Вскоре попался мне след, который вел в самую чащу.
Я пошел по следу и минут через десять увидел полянку. Обнаружил там костровище, приметы чьего-то привала. Огляделся получше и вижу: на толстом суку висит на веревке скелет какого-то животного; голова торчала чуть вбок, ободранная, темно-красная от запекшейся крови. Мясо со скелета срезали кусками, было видно даже, как стесывали его с костей.

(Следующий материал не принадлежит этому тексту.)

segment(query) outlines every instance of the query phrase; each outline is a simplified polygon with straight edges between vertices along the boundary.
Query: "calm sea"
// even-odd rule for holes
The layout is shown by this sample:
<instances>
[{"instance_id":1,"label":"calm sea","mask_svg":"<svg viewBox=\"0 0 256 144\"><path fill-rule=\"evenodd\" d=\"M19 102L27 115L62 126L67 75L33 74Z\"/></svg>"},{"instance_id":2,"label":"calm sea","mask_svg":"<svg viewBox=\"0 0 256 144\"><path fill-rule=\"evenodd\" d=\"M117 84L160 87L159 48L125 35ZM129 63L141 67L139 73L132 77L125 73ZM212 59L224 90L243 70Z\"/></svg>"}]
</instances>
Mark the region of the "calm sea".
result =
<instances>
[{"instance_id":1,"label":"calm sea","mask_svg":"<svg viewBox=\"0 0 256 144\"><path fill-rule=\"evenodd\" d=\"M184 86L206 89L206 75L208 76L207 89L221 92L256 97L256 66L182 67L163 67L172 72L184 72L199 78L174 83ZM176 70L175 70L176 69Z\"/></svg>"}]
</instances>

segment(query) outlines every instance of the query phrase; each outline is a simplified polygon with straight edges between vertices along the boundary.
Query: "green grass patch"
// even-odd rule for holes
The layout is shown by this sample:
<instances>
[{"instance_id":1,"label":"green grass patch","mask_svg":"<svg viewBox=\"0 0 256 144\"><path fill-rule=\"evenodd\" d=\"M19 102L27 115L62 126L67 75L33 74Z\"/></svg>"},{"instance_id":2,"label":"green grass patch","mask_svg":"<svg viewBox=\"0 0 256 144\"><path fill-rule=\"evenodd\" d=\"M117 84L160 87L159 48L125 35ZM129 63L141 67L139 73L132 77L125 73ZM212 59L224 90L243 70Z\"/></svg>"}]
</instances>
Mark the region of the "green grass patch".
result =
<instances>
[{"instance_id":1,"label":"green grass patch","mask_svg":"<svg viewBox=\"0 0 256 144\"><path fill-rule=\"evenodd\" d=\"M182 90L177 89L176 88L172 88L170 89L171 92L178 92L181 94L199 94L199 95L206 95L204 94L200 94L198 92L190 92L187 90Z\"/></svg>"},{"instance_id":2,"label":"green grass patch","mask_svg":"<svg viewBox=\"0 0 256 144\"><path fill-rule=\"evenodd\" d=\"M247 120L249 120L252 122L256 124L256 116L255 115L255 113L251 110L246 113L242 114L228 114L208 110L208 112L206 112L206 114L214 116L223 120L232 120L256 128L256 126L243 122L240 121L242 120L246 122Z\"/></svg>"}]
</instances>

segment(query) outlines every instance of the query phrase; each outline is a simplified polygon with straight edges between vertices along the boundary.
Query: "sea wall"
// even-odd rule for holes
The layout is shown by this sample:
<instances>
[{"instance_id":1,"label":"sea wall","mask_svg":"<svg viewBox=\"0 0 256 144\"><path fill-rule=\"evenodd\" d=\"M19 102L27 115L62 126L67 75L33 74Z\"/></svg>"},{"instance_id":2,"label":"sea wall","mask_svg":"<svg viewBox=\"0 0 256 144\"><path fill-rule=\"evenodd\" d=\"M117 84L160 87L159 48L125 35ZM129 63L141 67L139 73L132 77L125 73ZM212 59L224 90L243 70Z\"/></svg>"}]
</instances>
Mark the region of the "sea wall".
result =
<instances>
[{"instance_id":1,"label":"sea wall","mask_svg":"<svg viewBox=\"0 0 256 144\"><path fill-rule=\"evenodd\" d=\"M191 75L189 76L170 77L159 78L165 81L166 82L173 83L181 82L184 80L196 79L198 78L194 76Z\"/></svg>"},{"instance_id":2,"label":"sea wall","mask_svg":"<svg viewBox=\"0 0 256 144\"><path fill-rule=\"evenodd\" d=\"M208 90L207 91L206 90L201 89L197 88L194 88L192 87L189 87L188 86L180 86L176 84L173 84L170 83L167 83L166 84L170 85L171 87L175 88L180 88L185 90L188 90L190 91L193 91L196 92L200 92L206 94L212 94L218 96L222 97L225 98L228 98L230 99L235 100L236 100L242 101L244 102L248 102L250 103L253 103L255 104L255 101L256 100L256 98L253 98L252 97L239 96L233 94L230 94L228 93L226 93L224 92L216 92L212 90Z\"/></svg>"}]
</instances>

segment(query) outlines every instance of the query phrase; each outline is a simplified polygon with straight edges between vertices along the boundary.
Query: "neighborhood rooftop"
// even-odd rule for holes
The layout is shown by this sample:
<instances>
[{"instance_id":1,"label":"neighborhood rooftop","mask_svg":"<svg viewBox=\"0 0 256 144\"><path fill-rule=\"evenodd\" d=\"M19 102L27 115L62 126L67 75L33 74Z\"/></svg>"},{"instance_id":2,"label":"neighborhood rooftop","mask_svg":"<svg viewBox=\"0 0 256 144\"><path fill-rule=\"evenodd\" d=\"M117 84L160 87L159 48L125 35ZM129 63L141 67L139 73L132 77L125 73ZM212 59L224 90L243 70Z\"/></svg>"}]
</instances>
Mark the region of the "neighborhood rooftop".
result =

Я стоял под скелетом повешенного животного и глядел с немым ужасом в полном недоумении, не понимая, что бы все это значило. И вдруг – так бродит в бутылке настойка и нежданно-негаданно вышибает пробку – у меня вырвалось:
– Это ж моя коза была!
Я помчался со всех ног, желая поскорей узнать правду. Дверь сараюшки была в прежнем состоянии, то есть забита досками; так же висела на одном гвозде дощонка, отодранная мной на днях. Я заглянул правым глазом в дырку: коза стояла на том же месте, точь-в-точь как в прошлый раз.
– Це-це-це! – позвал я ее.
Она, как и давеча, не шевельнулась.
Я ощупал себя – не сплю ли я, в самом деле? Поморгал глазами – может, мерещится мне? А может, мелькнуло в голове, свихнулся?
Но нет, все было в точности так, как видели мои глаза.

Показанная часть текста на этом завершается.